A imprensa portuguesa repercute uma polêmica ocorrida no tradicional Teatro São Luiz, em Lisboa, na noite de quinta-feira (19).
A atriz e performer brasileira Keyla Brasil, que também se declara prostituta, invadiu o palco durante a encenação da peça ‘Tudo Sobre Minha Mãe’.
A produção é baseada no premiado filme homônimo do cineasta espanhol Pedro Almodovar, vencedor do Oscar de Melhor Filme Estrangeiro em 2000.
De calcinha e seios à mostra, Keyla fez um discurso contra a escalação de um ator cis, André Patrício, para interpretar Lola, personagem transexual feminina do roteiro.
“Desce do palco! Tenha respeito por esse lugar”, gritou a brasileira.

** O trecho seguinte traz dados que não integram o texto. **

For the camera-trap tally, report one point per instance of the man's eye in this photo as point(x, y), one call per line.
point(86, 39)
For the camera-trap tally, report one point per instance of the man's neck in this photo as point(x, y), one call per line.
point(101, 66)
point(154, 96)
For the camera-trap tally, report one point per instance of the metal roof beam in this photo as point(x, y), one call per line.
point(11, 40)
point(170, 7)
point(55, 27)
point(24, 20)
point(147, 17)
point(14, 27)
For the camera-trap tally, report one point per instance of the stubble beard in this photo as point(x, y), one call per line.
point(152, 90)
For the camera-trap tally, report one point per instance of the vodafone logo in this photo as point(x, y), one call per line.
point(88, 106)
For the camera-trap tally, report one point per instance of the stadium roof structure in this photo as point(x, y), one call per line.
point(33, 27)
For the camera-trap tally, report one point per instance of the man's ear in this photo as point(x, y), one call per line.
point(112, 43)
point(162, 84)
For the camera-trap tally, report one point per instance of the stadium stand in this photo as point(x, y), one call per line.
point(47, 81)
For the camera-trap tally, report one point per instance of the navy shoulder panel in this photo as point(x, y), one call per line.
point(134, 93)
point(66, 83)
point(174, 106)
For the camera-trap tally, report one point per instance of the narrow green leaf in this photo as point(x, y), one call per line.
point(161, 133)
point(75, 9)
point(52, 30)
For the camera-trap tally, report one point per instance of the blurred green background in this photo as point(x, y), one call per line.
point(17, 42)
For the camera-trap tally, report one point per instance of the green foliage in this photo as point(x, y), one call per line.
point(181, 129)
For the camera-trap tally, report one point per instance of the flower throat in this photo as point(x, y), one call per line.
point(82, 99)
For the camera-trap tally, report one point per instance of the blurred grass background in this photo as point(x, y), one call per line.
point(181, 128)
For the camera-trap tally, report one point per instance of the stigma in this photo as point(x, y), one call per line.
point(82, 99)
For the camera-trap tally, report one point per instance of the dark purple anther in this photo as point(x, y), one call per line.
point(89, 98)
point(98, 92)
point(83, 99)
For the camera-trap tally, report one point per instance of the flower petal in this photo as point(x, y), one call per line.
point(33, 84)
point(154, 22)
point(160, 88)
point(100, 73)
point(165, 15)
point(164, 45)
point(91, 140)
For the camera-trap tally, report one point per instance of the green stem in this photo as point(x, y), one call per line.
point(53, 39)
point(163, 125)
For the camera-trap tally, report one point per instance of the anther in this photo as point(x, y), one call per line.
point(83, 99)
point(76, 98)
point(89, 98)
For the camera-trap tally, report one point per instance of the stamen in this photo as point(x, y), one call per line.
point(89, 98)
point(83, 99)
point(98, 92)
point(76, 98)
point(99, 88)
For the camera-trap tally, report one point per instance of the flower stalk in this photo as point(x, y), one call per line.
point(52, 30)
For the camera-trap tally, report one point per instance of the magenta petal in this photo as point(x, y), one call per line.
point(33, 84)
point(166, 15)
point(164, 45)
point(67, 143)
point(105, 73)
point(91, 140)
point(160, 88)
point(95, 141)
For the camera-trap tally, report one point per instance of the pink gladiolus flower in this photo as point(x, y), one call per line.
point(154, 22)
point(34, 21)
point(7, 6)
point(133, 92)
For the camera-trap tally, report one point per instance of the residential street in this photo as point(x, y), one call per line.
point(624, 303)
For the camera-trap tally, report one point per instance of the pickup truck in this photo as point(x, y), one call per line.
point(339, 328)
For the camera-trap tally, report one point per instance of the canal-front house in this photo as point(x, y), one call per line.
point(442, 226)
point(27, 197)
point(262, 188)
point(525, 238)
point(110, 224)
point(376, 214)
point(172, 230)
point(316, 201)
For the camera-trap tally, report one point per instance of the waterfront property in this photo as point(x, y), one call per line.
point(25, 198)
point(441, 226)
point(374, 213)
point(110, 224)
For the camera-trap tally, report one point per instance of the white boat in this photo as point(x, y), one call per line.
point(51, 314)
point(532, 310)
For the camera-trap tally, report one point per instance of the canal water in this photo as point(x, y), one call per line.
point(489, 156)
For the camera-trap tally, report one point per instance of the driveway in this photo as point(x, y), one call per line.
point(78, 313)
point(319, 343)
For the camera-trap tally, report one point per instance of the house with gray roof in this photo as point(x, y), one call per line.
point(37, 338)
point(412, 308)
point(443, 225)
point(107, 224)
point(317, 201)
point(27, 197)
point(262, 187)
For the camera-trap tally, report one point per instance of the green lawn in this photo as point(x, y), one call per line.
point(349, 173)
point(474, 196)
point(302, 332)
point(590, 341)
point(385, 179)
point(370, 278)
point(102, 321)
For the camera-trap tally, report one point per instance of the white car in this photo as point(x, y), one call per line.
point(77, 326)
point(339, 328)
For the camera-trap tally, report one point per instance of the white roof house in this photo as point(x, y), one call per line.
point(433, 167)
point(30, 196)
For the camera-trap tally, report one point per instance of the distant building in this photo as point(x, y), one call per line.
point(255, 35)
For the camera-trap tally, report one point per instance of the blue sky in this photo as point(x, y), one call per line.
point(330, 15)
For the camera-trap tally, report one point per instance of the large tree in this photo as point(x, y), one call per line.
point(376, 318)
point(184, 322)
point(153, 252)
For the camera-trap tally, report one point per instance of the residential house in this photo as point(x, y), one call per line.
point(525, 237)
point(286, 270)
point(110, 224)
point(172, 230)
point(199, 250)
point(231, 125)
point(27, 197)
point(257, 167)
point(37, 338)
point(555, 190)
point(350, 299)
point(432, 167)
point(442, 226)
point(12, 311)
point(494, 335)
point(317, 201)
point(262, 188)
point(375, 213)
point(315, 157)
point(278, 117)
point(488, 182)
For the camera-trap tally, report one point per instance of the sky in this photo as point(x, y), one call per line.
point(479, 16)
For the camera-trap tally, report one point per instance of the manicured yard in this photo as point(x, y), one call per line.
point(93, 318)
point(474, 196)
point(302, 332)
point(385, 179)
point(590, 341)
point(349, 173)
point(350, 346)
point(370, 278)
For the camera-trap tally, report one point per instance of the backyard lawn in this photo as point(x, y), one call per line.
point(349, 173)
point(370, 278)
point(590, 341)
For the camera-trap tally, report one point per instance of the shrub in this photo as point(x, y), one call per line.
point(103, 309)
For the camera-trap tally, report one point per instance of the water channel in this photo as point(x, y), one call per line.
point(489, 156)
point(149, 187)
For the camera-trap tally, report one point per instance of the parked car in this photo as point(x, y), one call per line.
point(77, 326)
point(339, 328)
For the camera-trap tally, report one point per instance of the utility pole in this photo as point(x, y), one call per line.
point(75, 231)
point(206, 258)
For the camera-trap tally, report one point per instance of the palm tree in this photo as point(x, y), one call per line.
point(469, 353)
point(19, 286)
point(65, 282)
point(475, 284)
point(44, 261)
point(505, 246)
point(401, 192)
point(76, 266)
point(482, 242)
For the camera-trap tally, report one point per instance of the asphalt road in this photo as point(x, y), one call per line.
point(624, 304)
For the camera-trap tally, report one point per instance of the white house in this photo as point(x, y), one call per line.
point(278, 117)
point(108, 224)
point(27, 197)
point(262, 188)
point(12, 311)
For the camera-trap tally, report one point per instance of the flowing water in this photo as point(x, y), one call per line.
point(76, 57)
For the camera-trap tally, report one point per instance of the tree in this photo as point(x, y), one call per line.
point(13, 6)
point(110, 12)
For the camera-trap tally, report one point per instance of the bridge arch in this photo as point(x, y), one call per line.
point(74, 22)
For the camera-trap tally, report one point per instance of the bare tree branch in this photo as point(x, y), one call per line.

As cortinas foram baixadas, deixando o elenco longe do olhar do público, mas a trans não se calou.
“O que está acontecendo é um assassinato, um apagamento da nossa identidade enquanto travesti”, afirmou.
“Se contrataram quatro mulheres, três homens, por que não contratam duas pessoas trans para fazer a personagem?”
Alguém na plateia gritou contrariado, porém, a manifestação prosseguiu.
“Sabe por que eu trabalho como prostituta?... Porque nós não temos espaço para estar aqui nesse palco, nesse lugar sagrado... Eu faria de graça esse espetáculo.”
Após o susto inicial, os atores se perfilaram na frente do palco para acompanhar o protesto. “Nós estamos contigo”, disse uma das artistas da peça.
Protesto semelhante aconteceu em janeiro de 2018 com o ator Luis Lobianco, o Vitinho da novela das 19h da Globo, ‘Vai na Fé’.
Ele foi alvo de reação da comunidade trans de Belo Horizonte por interpretar a transexual brasileira Gisberta Salce em um monólogo.
Radicada no Porto e vivendo em situação de miséria, Gisberta foi brutalmente agredida ao longo de vários dias por 14 adolescentes. O grupo praticava a tortura física e psicóloga em rodízio.
A trans, de 45 anos, morreu em consequência de múltiplos ferimentos externos e internos. Os criminosos foram sentenciados a penas leves.
Na época, Luis Lobianco defendeu o direito de interpretar uma personagem transexual. “Como ator assumidamente gay e realizando trabalhos com LGBTs me senti apto a contar essa história.”
Ouvida pelo Sala de TV, a atriz e ativista transexual Juhlia Santos, de BH, explicou a situação.
“No teatro pode tudo, inclusive o repensar artístico. Como artista, entendo que um ator ou atriz pode dar vida a qualquer personagem, sendo trans ou cis. Mas se de fato uma pessoa é sensível ao tema não cabe tomar o lugar de fala da outra”, disse.
“E a discussão vai além do ‘transfake’ quando pensamos que, durante anos, o espaço do teatro foi negado a mulheres e negros, e, ainda assim, em ‘Gisberta’ vemos um ator cis interpretar uma personagem feminina. Um homem tomando o espaço de mulheres.”
Após a repercussão na mídia e nas redes sociais das palavras de Keyla Brasil no palco do Teatro São Luiz, André Patrício foi substituído pela atriz transexual Maria João Vaz.
No espetáculo, outra personagem, Agrado, já era interpretada por uma artista trans, a brasileira Gaya de Medeiros, respeitado a identidade de gênero indicada no texto.
André Patrício continua no elenco porque faz outros três personagens, todos cis como ele próprio. O ator se mostrou contrariado com a manifestação.
“Não sou a favor da violência nem da invasão de palco. Senti-me violentado e castrado na minha arte, no meu trabalho. Também nós, trabalhadores da cultura (cis ou trans), somos uma minoria”, escreveu no Instagram.
Na mesma rede social, Keyla Brasil contou ter recebido mensagens de ódio e ameaças. Ela disse que ficará longe de Lisboa por alguns dias até se sentir novamente segura para circular pela cidade.